ENCODING Subcommand (SAVE TRANSLATE command)
The ENCODING subcommand specifies the character encoding for SAS, Stata, tab-delimited text, and CSV data files.
- The ENCODING subcommand is only valid with TYPE=SAS, TYPE=STATA, TYPE=TAB, and TYPE=CSV.
- The subcommand name is preceded by a slash and followed by an optional equals sign and a quoted value.
- For SAS and Stata files, the quoted value can be LOCALE or SYSTEM or one of the values in the Encodings column in Character Encoding table. For SAS 9 files, the value can also be UTF8.
- For tab-delimited text files and CSV files, the quoted value can be LOCALE, UTF8, UTF16, UTF16BE, UTF16LE, a numeric Windows code page value (for example, '1252'), or an IANA code page value (for example, 'iso8859-1' or cp1252)
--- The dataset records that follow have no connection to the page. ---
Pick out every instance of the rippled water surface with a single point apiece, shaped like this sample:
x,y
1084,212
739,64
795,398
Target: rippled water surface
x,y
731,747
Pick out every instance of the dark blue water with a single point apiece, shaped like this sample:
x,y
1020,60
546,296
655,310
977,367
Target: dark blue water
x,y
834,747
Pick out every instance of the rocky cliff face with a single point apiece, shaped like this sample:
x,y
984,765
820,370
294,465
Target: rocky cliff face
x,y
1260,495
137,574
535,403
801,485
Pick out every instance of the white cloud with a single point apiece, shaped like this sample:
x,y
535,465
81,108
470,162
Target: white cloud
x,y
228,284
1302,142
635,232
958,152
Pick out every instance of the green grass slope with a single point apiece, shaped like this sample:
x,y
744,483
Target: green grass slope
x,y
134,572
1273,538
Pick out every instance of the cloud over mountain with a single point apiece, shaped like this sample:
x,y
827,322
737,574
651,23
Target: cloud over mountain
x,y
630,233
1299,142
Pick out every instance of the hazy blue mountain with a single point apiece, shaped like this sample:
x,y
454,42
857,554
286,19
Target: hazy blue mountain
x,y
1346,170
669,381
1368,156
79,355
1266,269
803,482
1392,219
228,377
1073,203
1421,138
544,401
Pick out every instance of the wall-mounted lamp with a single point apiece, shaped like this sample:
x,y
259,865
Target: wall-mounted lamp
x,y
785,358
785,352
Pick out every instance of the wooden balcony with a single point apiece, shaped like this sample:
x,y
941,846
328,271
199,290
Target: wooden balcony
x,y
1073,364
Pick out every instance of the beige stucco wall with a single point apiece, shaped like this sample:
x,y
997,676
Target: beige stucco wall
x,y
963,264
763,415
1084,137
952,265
- For SAS 9, tab-delimited text, and CSV files, the default is UTF8 in Unicode mode and LOCALE in code page mode. For Stata and earlier releases of SAS, the default is always LOCALE.
- The ENCODING setting also applies to the value labels file specified on the optional VALFILE subcommand for TYPE=SAS.
Example
SAVE TRANSLATE
/OUTFILE='/data/sasdata.sas7bdat'
/VALFILE='/data/saslabels.sas'
/TYPE=SAS /VERSION=7 /PLATFORM=WINDOWS
/ENCODING='Windows-1252'.
BOM Keyword
By default, files encoded in any of the UTF formats include a byte order mark (BOM). Some applications cannot interpret the byte order mark. You can use the BOM keyword to suppress the byte order mark.
- BOM=YES
- Include the byte order mark in UTF files. This option is the default.
- BOM=NO
- No not include the byte order mark in UTF files.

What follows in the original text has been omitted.